Menumpang speedboat dari depan Fort Rotterdam ke Pulau Gustal selalu membuat perasaan saya ‘sensitif’. Apalagi saat melintas di antara Pulau Laelae dengan pantai di depan Benteng Fort Rotterdam itu. Apa penyebab?
Pada tanggal 15 November 1971, kali pertama saya “terdampar” di Makassar, dalam petualangan mencari ilmu yang berujung menjadi warga Sulawesi Selatan hingga kini, ‘ruang’ laut antara kedua daratan itulah yang menyimpan kesan dan selalu terkenang. Pagi hari itu, 53 tahun 6 bulan silam itu, di kejauhan, tampak gedung tertinggi di deretan Pelabuhan Makassar, Pabrik Terigu yang sedang dibangun. Hujan masih lebat pagi hari itu. Angin bertiup kencang, mendorong perahu lambo berlayar tujuh “Masyalihul Ahyar” kian mendekat ke kawasan pelabuhan Makassar. Tiba-tiba di sebelah timur Pulau Laelae, perahu tanpa motor itu menggulung layarnya. Ada apa?
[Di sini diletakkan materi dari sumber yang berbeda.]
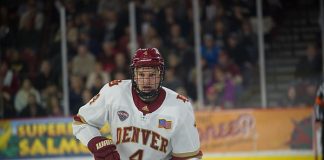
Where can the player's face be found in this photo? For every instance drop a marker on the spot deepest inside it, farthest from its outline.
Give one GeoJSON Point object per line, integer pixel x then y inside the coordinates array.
{"type": "Point", "coordinates": [147, 78]}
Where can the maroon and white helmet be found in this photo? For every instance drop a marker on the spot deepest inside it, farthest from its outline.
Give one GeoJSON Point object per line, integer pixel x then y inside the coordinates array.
{"type": "Point", "coordinates": [147, 57]}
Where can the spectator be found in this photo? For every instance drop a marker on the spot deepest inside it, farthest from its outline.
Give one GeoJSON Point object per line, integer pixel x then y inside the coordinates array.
{"type": "Point", "coordinates": [45, 76]}
{"type": "Point", "coordinates": [87, 95]}
{"type": "Point", "coordinates": [98, 83]}
{"type": "Point", "coordinates": [33, 109]}
{"type": "Point", "coordinates": [7, 109]}
{"type": "Point", "coordinates": [210, 51]}
{"type": "Point", "coordinates": [83, 63]}
{"type": "Point", "coordinates": [107, 56]}
{"type": "Point", "coordinates": [10, 80]}
{"type": "Point", "coordinates": [75, 93]}
{"type": "Point", "coordinates": [54, 107]}
{"type": "Point", "coordinates": [21, 98]}
{"type": "Point", "coordinates": [309, 66]}
{"type": "Point", "coordinates": [98, 72]}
“Seluruh penumpang turun di sini. Bawa saja barang seperlunya. Yang berat-berat, nanti diambil besok di Pangkalan Hasanuddin (kini lokasi dermaga peti kemas), ” seorang anak buah perahu memberi tahu.
Mendengar titah anak buah perahu, kami pun segera berkemas. Kami ‘dibongkar’ di sini karena perahu dilarang membawa penumpang, sementara muatannya penuh dengan bawang. Kalau Syahbandar berhasil mendeteksi perahu membawa muatan penumpang, persoalan menjadi panjang. Namun biasanya selesai dengan format “86”.
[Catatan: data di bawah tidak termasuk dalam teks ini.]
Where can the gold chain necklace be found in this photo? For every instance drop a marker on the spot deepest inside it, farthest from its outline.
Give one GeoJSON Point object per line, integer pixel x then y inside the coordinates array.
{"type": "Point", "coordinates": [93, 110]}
Saya pernah setelah menjadi wartawan, memergoki petugas Syahbandar yang melakukan transaksi ‘86’ di sekitar kawasan ini. Petugas itu tidak melihat saya menjepret secara sembunyi-sembunyi. Keesokan hari, harian “Pedoman Rakyat” heboh di kawasan Pelabuhan Makassar. Satu keterangan gambar berisi keterangan ‘transaksi’ di laut.
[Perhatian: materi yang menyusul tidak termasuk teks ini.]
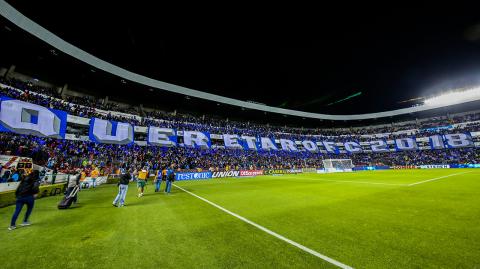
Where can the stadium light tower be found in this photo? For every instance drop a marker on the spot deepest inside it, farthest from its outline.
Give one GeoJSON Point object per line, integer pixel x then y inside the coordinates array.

Melihat perahu besar dengan belasan penumpang, sejumlah perahu ‘katinting’ merubung perahu. Saya dengan Kak Mannar Ibrahim — senior di Jurusan Sejarah Fakultas Sastra Unhas yang berhasil mengalihkan perguruan tinggi pilihan saya — langsung melompat ke atas sebuah katinting bersama beberapa orang lainnya. Perahu segera ‘tancap gas’ ke sebelah, dan mendarat tepat di antara Kantor Polsek Ujungpandang – Hotel Swissbelin Jl. Pasar Ikan sekarang. Hujan lebat mengguyur becak yang kami tumpangi menuju Jl. Sunu, kediaman Kak Mannar Ibrahim.